Talking about a factory means talking about processes, products, companies, technological innovation and people. Pirelli has always demonstrated great attention to communication, culture and relationships, not just with its customers but with its workers and the local community, too. Pirelli is not just any brand; it is one of those brands that has managed to create a strong emotional connection with its stakeholders over time.

The brand’s storytelling, the products offered in the market, and the content created and shared through various platforms must serve this function. Every action, including the restoration of the Bollate factory, aims to strengthen the brand’s personality, making it recognisable and relevant to the consumer. It also creates an image of innovation, sustainability, and a connection with the local community that can keep pace with the modernity and expectations of new generations. It balances past, present and future, taking the best of each.

“To be a ‘Pirellian’, what we call a long-time Pirelli employee,” says Pagani, “is almost a kind of feeling or sensation. Pirelli is a multinational company with over 30,000 employees worldwide, and the value of human relationships and connections is taken very seriously. The restructuring of the Bollate factory not only testifies to the desire for technological excellence in the bicycle tyre sector but also to the strong relationship between Pirelli, the city of Milan, the surrounding area and the workers.

“This project has a very important technical component because all the environments have been completely redesigned and modernised, and all the machinery used for bicycle tyre production is unique, built to Pirelli’s specifications and designs, all with European certifications.

“In addition to this, an enormous effort has been made to take care of our people.
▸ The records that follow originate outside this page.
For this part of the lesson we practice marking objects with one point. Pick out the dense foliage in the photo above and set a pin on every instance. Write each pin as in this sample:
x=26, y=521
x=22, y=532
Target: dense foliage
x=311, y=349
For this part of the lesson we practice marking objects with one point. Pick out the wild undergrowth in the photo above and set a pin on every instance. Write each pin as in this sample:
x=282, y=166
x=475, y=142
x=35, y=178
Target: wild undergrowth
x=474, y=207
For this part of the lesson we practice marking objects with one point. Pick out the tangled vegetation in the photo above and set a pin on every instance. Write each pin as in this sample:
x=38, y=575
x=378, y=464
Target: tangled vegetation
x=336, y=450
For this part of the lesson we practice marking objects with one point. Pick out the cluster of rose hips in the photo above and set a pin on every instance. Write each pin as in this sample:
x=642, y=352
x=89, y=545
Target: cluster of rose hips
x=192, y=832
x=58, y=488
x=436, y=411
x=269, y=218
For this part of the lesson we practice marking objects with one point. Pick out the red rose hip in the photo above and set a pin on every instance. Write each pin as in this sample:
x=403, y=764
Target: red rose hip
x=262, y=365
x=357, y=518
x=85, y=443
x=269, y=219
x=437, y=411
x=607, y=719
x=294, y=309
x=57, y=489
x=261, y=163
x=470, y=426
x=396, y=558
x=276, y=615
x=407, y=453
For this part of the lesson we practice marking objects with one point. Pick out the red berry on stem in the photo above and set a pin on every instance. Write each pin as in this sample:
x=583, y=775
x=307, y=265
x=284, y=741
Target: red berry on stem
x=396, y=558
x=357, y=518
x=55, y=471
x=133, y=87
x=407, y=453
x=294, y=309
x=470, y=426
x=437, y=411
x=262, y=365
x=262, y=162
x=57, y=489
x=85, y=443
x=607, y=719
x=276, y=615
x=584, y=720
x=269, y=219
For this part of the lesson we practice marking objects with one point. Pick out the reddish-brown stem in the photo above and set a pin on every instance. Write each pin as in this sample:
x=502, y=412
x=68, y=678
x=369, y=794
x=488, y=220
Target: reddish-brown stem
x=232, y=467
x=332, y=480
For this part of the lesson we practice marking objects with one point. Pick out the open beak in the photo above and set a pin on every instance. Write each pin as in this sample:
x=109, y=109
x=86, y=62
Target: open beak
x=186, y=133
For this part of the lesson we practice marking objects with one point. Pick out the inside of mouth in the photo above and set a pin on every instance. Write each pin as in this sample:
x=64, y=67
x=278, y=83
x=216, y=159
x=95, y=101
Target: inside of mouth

On average, the workers at this site have almost all been with Pirelli for about 25 years, and some have been with the company for 30 or even 35 years.”

“These people have worked for Pirelli their entire lives,” adds Barbieri, “and between 2020 and 2021, during the factory’s restructuring and renovation period (which coincided with the pandemic), they embarked on a significant change in terms of their professional lives.

“These workers have been brought to work on products and in a work environment completely different from the past, with different materials and technologies. About 240 people have been retrained. It was a very ambitious project in which the human component and the sense of belonging, the attachment to Pirelli’s values, were crucial.”

Alberto Destro, a factory worker responsible for developing formulas and vulcanisation processes in the tyre department, says: “Until we started producing bicycle tyres, I don’t think anyone, except for a few colleagues here at the Bollate plant, knew about my passion for cycling and my past as an amateur rider.

“I ride about 18,000 kilometres a year and come to work on my bike every day. I’m also a DS for U.S. Pessano, a local youth team, and I coach the kids in the beginners’ category. I joined Pirelli in 1995, and after many years of working on automobile tyres, the transition to bicycle tyre production excited me. In a sense, I feel that my two selves, the rider and the worker, have come together.”

It is difficult to imagine that for a product as unsexy and perhaps unattractive as a bicycle tyre, so many different perspectives can be imagined that go beyond performance, comfort, and technological quality. But leaving Bollate, I’m left thinking about social interaction, the local community and relationships between people.

Every brand must now be able to add a cultural and value dimension to its technical and commercial aspects, one that elevates it above the competition. In Pirelli, this is something they have known how to do very well since their very beginning, in what is now the centre of Milan, way back in 1872.